Dans cet amour, Marie aime tout et tous, rien ni personne ne lui est indifférent. Or, si Jésus est le Verbe, Marie reçoit, par son fils divin, ce rôle maternel avec lequel elle accompagne la vie de son fils. Cet ensemble de relations entre Marie et les personnes divines a été reconnu par l’Eglise sous le titre « Théotokos » (du grec Θεοτόκος, « qui a enfanté Dieu »). Dans ce sens, l’Esprit appartient à la structure de l’Incarnation et Marie est conçue comme œuvre du Saint Esprit : cet œuvre de l’Esprit doit être comprise dans la mesure où l’action par laquelle le Verbe devient moyen de révélation de l’amour trinitaire pour l’humanité est le résultat de l’Esprit d’amour présent dans l’humanité de Jésus et le Verbe obéissant et sa volonté de communion.

La virginité de Marie peut être comprise sur la base de sa personne et de sa tâche. Tandis que la maternité est le résultat d’une mission qui fait adhérer Marie au Christ, la virginité est le résultat d’une communion où Marie se remet à Dieu. Cette virginité n’est pas qu’un fait biologique, mais surtout spirituel.

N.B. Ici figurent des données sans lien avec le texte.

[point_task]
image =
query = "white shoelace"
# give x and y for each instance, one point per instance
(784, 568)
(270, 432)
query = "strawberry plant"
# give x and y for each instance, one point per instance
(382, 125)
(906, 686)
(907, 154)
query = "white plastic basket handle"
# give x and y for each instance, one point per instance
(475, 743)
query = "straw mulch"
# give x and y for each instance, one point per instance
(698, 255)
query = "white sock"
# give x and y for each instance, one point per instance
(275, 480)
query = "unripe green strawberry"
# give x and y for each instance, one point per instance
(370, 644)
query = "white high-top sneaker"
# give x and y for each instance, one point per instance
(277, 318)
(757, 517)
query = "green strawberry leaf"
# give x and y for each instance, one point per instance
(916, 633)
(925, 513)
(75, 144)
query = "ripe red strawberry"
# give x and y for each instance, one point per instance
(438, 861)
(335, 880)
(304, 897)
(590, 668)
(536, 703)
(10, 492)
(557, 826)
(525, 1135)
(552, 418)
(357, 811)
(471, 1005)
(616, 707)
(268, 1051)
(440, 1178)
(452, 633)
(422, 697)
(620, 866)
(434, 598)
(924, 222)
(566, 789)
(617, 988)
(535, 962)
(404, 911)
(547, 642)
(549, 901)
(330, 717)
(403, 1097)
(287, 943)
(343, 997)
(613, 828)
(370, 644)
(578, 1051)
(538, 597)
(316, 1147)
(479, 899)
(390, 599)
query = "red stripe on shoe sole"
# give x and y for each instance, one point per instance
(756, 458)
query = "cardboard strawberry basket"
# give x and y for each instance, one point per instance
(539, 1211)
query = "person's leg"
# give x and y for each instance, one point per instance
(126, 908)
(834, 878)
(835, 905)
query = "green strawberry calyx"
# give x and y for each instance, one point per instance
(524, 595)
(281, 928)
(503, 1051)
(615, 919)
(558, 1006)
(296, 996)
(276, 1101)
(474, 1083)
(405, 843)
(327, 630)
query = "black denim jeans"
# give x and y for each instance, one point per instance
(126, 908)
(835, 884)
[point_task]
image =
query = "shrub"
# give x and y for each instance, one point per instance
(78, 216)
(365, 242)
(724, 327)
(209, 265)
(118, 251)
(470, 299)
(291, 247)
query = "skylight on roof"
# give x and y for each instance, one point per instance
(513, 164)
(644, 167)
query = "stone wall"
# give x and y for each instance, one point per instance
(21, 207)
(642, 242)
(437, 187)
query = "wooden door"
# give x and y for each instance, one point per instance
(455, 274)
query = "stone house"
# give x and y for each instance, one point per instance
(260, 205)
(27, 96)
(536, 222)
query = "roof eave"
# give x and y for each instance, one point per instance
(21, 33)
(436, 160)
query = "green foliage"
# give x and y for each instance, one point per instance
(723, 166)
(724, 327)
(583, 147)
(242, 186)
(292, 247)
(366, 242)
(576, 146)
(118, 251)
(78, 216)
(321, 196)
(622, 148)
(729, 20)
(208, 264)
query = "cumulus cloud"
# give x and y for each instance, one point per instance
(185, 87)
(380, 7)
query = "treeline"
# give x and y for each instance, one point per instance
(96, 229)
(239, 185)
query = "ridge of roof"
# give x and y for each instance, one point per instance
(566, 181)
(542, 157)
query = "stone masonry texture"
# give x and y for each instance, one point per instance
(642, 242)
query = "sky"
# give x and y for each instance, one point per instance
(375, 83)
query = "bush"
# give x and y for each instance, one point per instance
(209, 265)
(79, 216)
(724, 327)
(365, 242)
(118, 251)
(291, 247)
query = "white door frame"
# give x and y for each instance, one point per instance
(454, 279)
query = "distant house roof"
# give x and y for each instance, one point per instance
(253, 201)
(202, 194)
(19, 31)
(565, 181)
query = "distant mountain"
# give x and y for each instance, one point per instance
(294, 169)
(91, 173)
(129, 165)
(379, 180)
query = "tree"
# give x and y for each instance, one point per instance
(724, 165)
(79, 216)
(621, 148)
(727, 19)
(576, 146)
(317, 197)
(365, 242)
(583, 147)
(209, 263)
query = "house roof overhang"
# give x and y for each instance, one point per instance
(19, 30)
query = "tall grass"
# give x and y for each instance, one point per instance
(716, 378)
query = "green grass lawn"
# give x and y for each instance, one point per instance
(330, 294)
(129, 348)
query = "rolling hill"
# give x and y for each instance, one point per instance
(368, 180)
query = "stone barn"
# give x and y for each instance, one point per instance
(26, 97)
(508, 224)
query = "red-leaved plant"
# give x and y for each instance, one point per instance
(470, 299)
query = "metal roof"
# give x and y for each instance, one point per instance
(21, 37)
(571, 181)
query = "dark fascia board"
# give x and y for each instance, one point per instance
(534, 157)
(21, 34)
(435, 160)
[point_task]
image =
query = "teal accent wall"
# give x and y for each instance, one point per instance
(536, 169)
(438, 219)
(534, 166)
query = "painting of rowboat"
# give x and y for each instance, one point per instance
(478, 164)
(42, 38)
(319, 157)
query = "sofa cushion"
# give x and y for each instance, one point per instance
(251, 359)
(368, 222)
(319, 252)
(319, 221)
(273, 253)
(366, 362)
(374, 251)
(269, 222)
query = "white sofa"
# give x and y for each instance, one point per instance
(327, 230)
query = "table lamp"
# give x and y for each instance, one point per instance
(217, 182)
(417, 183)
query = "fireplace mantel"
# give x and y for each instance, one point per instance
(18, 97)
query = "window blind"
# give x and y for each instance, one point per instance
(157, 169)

La troisième vérité mariale concerne le dogme de l’Immaculée Conception ; ce dogme est peut-être la précision la plus élevée des rapports entre Christ et Marie et fait en sorte que sa grandeur éclaircisse le rôle unique de Christ Sauveur. La quatrième vérité mariale est sa glorification : le sens de cette vérité consiste à souligner la splendeur de son œuvre salvifique pour l’humanité. La dernière vérité mariale est la coopération maternelle de Marie à l’œuvre salvifique du Christ. Elle accueilli sa sanctification et sa consécration mais ce n’est pas elle qui la demande. Cet aspect n’empêche pas que Marie maintienne un rôle spécial par rapport à l’humanité : pour elle, la sanctification est la synthèse de la capacité humaine de répondre à Dieu. Les difficultés de la vie renforcent le besoin de se remettre à la protection divine et Marie en est la médiatrice naturelle. La prière du rosaire et celle du « Je vous salue Marie », le pèlerinage sont des gestes spontanés d’une religiosité  populaire dans lesquels la spiritualité mariale s’entrelace avec les inquiétudes de la vie.

Dans ce contexte, Marie est conçue comme une personne toujours prête à intervenir dans l’histoire des hommes, dès que ses enfants l’invoquent.